Залив Росас освещали выстрелы. Потом, пять раз подряд, громыхнули бортовые залпы, и каждый озарил величавый корабль в безупречном кильватерном строю. Эскадра скользила мимо стоящих на якоре французских судов, и каждый корабль палил в свой черед. Хорнблауэр различил «Плутон» – английский военно-морской флаг на грот-мачте, адмиральский флаг на бизань-мачте, марсели расправлены, остальные паруса взяты на гитовы. Там Лейтон, ходит по шканцам, может быть – думает о леди Барбаре. За «Плутоном» шел «Калигула». Болтон тяжело ступает по палубе, упиваясь грохотом бортовых залпов. «Калигула» стрелял быстро и четко: Болтон – хороший капитан, хотя и плохо образованный человек. Слова «Oderunt dum metuant» – «Пусть ненавидят, лишь бы боялись» – изречение императора Калигулы, выложенные золотыми буквами на корме его корабля, не значили для Болтона ничего, пока Хорнблауэр не перевел и не разъяснил смысл. Быть может, сейчас французские ядра бьют по этим самым буквам.
Однако французские корабли стреляли плохо и нерегулярно. Борта их не озарялись единым залпом, только случайными неравномерными вспышками. Пушки стреляют по одной – ночью, при внезапном нападении неприятеля, Хорнблауэр не доверил бы стрелять независимо даже британским канонирам. Интересно, какая часть расчетов целит как следует? Наверно, даже не каждый десятый. Что до больших пушек на бастионах, они не только не помогали товарищам в заливе, но, скорее, вредили. Стреляя в темноте на полмили, даже с твердой опоры и даже из большой пушки, рискуешь попасть как в чужих, так и в своих. Адмирал Мартин хорошо сделал, что, презрев навигационные опасности, послал Лейтона именно в такую безлунную ночь. Хорнблауэр, дрожа от волнения, представлял, что творится на английских кораблях – лотовые заученно выкрикивают глубину, судно кренится от отдачи, фонари освещают дымные палубы, визжат и грохочут по палубам орудийные катки, офицеры уверенно руководят стрельбой, капитан тихо отдает указания рулевому. Он перегнулся через парапет, вглядываясь во тьму.
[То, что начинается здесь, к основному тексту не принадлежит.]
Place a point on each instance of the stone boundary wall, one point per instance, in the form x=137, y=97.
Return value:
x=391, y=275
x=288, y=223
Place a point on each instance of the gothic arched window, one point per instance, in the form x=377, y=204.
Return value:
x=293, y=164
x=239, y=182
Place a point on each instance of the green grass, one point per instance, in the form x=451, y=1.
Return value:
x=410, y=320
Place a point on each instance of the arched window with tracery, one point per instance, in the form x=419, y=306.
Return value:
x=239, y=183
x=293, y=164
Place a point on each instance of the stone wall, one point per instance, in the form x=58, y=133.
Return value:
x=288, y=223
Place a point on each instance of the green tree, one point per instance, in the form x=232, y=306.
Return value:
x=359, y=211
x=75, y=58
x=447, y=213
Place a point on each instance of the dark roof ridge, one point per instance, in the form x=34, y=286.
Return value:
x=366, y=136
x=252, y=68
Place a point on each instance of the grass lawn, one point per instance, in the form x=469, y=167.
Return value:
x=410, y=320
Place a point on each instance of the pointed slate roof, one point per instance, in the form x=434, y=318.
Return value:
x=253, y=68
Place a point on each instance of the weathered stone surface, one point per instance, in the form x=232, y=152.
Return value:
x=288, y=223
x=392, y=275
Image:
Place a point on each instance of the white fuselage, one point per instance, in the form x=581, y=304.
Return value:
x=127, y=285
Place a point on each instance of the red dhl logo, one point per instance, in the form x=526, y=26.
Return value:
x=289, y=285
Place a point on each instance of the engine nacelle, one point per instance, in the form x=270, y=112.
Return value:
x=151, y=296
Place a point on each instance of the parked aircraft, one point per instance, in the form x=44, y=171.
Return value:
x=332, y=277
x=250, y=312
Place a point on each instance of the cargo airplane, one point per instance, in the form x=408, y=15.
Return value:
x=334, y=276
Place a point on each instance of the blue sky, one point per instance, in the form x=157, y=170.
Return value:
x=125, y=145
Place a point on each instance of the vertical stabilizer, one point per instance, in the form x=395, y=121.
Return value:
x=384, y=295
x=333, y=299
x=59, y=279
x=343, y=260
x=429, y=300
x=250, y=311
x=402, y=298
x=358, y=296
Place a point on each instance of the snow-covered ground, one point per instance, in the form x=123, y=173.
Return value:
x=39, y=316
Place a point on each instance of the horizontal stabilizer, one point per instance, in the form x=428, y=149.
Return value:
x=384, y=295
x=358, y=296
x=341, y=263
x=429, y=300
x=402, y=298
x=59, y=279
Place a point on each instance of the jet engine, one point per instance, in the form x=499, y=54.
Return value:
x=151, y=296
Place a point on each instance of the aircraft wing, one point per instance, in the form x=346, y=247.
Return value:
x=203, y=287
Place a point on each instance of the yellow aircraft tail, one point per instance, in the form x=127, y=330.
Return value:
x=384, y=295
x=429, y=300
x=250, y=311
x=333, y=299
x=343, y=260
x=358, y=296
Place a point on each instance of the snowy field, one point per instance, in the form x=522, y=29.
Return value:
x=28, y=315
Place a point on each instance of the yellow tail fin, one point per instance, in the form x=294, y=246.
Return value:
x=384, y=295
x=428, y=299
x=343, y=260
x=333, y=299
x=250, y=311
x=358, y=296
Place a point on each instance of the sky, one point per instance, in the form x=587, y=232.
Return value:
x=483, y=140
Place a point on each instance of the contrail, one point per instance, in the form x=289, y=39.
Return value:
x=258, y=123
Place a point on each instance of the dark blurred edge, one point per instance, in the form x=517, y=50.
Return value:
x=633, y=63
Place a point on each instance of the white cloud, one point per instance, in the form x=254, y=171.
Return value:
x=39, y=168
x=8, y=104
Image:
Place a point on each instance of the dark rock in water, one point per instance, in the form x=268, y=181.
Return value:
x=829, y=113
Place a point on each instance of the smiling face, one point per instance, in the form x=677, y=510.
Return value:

Ноздри защекотал запах горящего дерева, не похожий на плывущий от пушек пороховой дым. Это затопили печи для разогрева ядер, однако комендант будет дураком, если прикажет стрелять калеными ядрами в таких условиях. Французские корабли горят не хуже английских, а вероятность попасть что в тех, что в других совершенно одинаковая. Тут Хорнблауэр с силой сжал каменный парапет и до боли в глазах стал вглядываться в привлекший его внимание отсвет, далекое, еле заметное зарево. В кильватере боевых кораблей британцы привели брандеры. Эскадра на якоре – идеальная цель для брандеров, и атаку Мартин продумал хорошо – идущие впереди линейные корабли потопили караульные шлюпки, отвлекли внимание французов, ослабили их огневую мощь. Отсвет ширился, огонь разгорался, озаряя корпус и мачты небольшого брига, вот вспыхнуло еще ярче – это смельчаки на борту открыли люки и орудийные порты, чтоб увеличить тягу. Хорнблауэр с крепостного вала видел даже языки пламени и в их свете – силуэт «Турени», того самого французского корабля, который вышел из боя с неповрежденными мачтами. Молодой офицер там на брандере хладнокровен и решителен – он выбрал наилучшую цель.